Amid the fizz of fireworks and the music of local bands last night, Mostar's residents enjoyed the climax of a programme of events to mark the opening of their "new Old Bridge," which was re-created at a cost of about $15 million collected from numerous donor states.
It was built from fragments of its shattered predecessor that were dredged out of the river, and with local stone cut and finished in a traditional Turkish style.
"This is a bridge which has a soul of its own," Mr Sulejman Kupusovic, the man in charge of the reopening ceremony, said this week. "Even when it was destroyed and did not exist, it was present among the residents even more than ever.
"I am sure this bridge will do more for the unification of Mostar and Bosnia - more than declarations or politicians together - because it is, simply put, our history."
But, just as the international effort to rebuild Mostar cannot hide all the bullet-scarred buildings along the old front line, so symbols of hope cannot paper over the deep cracks that riddle relations between Catholic Croats and their Muslim neighbours.
More than 2,000 police were in Mostar to provide security for its visitors yesterday, and an armoured personnel-carrier lumbered outside the town's top hotel.
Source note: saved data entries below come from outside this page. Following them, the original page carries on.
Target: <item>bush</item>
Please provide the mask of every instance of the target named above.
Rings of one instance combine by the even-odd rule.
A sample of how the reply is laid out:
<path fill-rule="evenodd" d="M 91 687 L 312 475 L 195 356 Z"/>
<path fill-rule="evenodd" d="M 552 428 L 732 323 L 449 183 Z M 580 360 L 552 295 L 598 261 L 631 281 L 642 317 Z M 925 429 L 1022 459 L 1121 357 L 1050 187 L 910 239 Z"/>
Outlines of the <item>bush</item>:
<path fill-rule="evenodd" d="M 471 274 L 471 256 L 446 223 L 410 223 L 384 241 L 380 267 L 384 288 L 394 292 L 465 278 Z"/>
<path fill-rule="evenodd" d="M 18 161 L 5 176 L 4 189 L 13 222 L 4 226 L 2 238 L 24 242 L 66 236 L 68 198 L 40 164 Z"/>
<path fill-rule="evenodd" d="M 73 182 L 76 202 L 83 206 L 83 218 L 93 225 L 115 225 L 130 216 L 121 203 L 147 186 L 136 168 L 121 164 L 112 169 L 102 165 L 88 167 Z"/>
Violence is now a rarity, but Croats and Muslims barely mingle, sending their children to schools on opposite sides of the Neretva, riding buses that never cross the river and even supporting different football teams.
Sick of the prevarication of local leaders, the international community's high representative for Bosnia, Paddy Ashdown, has ordered the dissolution of the ethnically divided municipalities in Mostar and wants it run as a unified city, with one set of emergency services rather than the current two, which both refuse to give aid to the other side.
The former British MP this week denounced the destruction of the Old Bridge as "the momentary triumph of evil" and said he had high hopes for its power to reconcile Mostar's communities.
"Its reconstruction represents a permanent triumph of will, the will to do whatever is necessary to ensure the ultimate victory of civilisation over primitivism."
For most people in Mostar, however, time and money seem the key to salving the wounds of recent history.
"I don't hate the Muslims. I was young when the war happened," said Jelena (19), a Croat.
"And the bridge is beautiful, so perhaps it will bring the tourists back. Perhaps it will even help us get into the EU eventually. But it seems we have only come a short way, and there is still far to go."